Versioned Analysis of Software Quality Indicators and Self-admitted Technical Debt in Ethereum Smart Contracts with Ethstractor
- URL: http://arxiv.org/abs/2407.15967v1
- Date: Mon, 22 Jul 2024 18:27:29 GMT
- Title: Versioned Analysis of Software Quality Indicators and Self-admitted Technical Debt in Ethereum Smart Contracts with Ethstractor
- Authors: Khalid Hassan, Saeed Moradi, Shaiful Chowdhury, Sara Rouhani,
- Abstract summary: This paper proposes Ethstractor, the first smart contract collection tool for gathering a dataset of versioned smart contracts.
The collected dataset is then used to evaluate the reliability of code metrics as indicators of vulnerabilities in smart contracts.

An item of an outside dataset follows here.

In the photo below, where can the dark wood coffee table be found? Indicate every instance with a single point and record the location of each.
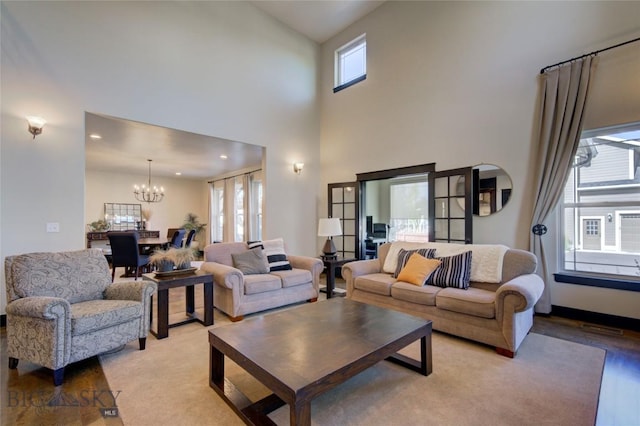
(304, 351)
(187, 280)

- Score: 2.052808596154225
- License: http://arxiv.org/licenses/nonexclusive-distrib/1.0/
- Abstract: The rise of decentralized applications (dApps) has made smart contracts imperative components of blockchain technology. As many smart contracts process financial transactions, their security is paramount. Moreover, the immutability of blockchains makes vulnerabilities in smart contracts particularly challenging because it requires deploying a new version of the contract at a different address, incurring substantial fees paid in Ether. This paper proposes Ethstractor, the first smart contract collection tool for gathering a dataset of versioned smart contracts. The collected dataset is then used to evaluate the reliability of code metrics as indicators of vulnerabilities in smart contracts. Our findings indicate that code metrics are ineffective in signalling the presence of vulnerabilities. Furthermore, we investigate whether vulnerabilities in newer versions of smart contracts are mitigated and identify that the number of vulnerabilities remains consistent over time. Finally, we examine the removal of self-admitted technical debt in contracts and uncover that most of the introduced debt has never been subsequently removed.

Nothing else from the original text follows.